The Task Pane was completely additive; it made no attempt to change the existing menu or toolbar structure. For the most part, legacy features lived in menus and toolbars, and new features lived in Task Panes. The PowerPoint team probably did the most work to embrace the Task Pane model in their user interface between Office XP and Office 2003; a few legacy features, such as Slide Transition (above) did migrate to the Task Pane.

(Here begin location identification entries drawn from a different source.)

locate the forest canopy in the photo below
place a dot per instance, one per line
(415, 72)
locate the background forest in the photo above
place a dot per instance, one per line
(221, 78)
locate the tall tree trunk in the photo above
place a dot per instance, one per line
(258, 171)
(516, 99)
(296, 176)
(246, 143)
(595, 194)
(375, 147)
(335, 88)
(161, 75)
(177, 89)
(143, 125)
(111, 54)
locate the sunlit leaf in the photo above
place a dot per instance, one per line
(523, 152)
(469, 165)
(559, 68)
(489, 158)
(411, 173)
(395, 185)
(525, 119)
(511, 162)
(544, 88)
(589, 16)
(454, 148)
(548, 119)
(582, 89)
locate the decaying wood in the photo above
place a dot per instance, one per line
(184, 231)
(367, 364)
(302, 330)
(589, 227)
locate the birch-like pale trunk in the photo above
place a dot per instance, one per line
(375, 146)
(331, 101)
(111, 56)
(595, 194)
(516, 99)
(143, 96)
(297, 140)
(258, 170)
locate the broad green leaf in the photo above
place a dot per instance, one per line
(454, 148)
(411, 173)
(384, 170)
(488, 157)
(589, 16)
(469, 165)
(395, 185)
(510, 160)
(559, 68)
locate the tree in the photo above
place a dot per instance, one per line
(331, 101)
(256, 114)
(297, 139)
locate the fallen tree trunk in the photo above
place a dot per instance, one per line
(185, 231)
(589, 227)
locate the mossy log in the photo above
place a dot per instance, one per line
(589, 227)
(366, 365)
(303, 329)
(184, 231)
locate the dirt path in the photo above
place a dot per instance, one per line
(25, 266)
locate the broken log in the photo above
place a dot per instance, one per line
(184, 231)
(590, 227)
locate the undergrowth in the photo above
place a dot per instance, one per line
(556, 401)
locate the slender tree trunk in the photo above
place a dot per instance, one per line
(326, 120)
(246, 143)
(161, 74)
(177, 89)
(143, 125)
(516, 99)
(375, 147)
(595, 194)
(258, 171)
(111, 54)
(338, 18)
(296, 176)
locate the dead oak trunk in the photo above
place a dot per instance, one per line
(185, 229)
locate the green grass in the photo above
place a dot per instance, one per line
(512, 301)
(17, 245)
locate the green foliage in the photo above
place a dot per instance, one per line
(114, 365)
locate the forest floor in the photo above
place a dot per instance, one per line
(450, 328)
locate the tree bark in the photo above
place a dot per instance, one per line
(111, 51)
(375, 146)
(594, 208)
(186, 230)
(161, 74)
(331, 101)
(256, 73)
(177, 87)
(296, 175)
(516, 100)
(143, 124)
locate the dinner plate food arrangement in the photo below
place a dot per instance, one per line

One of the most controversial internal discussions at the time was whether the Task Pane should go on the left or the right. It started out on the left, which gave it a more primary space in the UI, thought especially key for the New Document Task Pane. On the other hand, it conflicted with the PowerPoint left pane, causing a bit of a mess over there. In the end, the reason it finally got moved to the right for good was that on the right the Task Pane wouldn't cause the document to shift as it opened and closed.

The downsides of the Task Panes were many. Number one, given that all the menus and toolbars still had to be present, it did take up a lot of space, as you'll see if you reflect back on my now infamous "Mythbusters" post. Worse, because it didn't actually replace any of the existing UI metaphors, it created yet another rock for users to look under. Now, in addition to short menus, long menus, hierarchical menus, visible toolbars, and the toolbar list, a user had to look through the Task Pane stack as well for features. It just added complexity to the product.

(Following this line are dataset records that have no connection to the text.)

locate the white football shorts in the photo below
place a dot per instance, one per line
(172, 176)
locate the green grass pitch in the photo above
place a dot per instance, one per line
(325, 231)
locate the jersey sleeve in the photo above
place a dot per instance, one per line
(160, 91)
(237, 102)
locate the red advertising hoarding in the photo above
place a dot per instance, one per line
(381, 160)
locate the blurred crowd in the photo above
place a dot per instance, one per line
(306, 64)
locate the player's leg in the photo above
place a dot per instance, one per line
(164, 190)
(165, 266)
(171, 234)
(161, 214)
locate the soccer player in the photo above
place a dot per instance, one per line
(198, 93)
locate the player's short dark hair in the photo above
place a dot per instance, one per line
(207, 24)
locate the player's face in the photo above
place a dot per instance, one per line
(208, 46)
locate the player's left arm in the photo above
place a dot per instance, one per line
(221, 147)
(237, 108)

Probably my biggest misgiving about Task Panes is that they encourage bad interaction design. Every PM wanted to design their feature as a Task Pane because they could have a brand new, clean rectangle to put their feature in. This makes their job easier and your experience, as a person using the software, worse. Every feature would whack away the Task Pane of the previous feature (because only one could be up at once.) Some of the Task Panes were quasi-wizards with multiple pages, some of them were really dialog boxes, some of them were just a menu of two commands with a bunch of explanatory text around them. No one really thought about the experience of how to reconcile all of the Task Panes--how to find related functionality in the old UI system, how to use two features at once, and the fact that ever single feature required its own huge rectangle. In just two releases, ending with Office 2003, we already stretched the limit of Task Panes as a manageable UI paradigm.

When we started Office 2007, before any of the application teams really took it seriously that our team was going to deliver on a new UI (you know, healthy skepticism and all that), we looked at the early designs for some of the proposed features and realized that Office 2007 was going to have 10 times as many Task Panes as Office 2003, and it was just going cause a UI train wreck. I honestly believe we would have had to ship 100 Task Panes in Word 2007.

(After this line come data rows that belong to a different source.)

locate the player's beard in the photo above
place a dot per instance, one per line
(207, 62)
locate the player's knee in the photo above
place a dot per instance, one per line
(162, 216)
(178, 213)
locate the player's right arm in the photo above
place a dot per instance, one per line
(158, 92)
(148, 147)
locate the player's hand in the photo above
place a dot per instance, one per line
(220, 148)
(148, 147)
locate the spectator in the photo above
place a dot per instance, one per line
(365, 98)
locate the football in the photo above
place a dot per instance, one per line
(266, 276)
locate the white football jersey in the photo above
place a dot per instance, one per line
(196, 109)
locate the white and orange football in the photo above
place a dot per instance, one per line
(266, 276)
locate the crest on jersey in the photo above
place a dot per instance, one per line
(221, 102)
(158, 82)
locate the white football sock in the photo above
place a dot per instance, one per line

The Task Pane was the last attempt to find a way to scale old-style UI to programs as full-featured as Office. Although it was a successful stop-gap measure, it ran its course in only two versions. I'm reminded of Nathan Myhrvold's First Law of Software: "Software is a gas." Every time we add a new UI mechanism, it fills up. Because we only added and never renovated/reorganized/removed, complexity went up each release.

Office 2007 is our chance to build a new interaction foundation for the next decade of productivity software.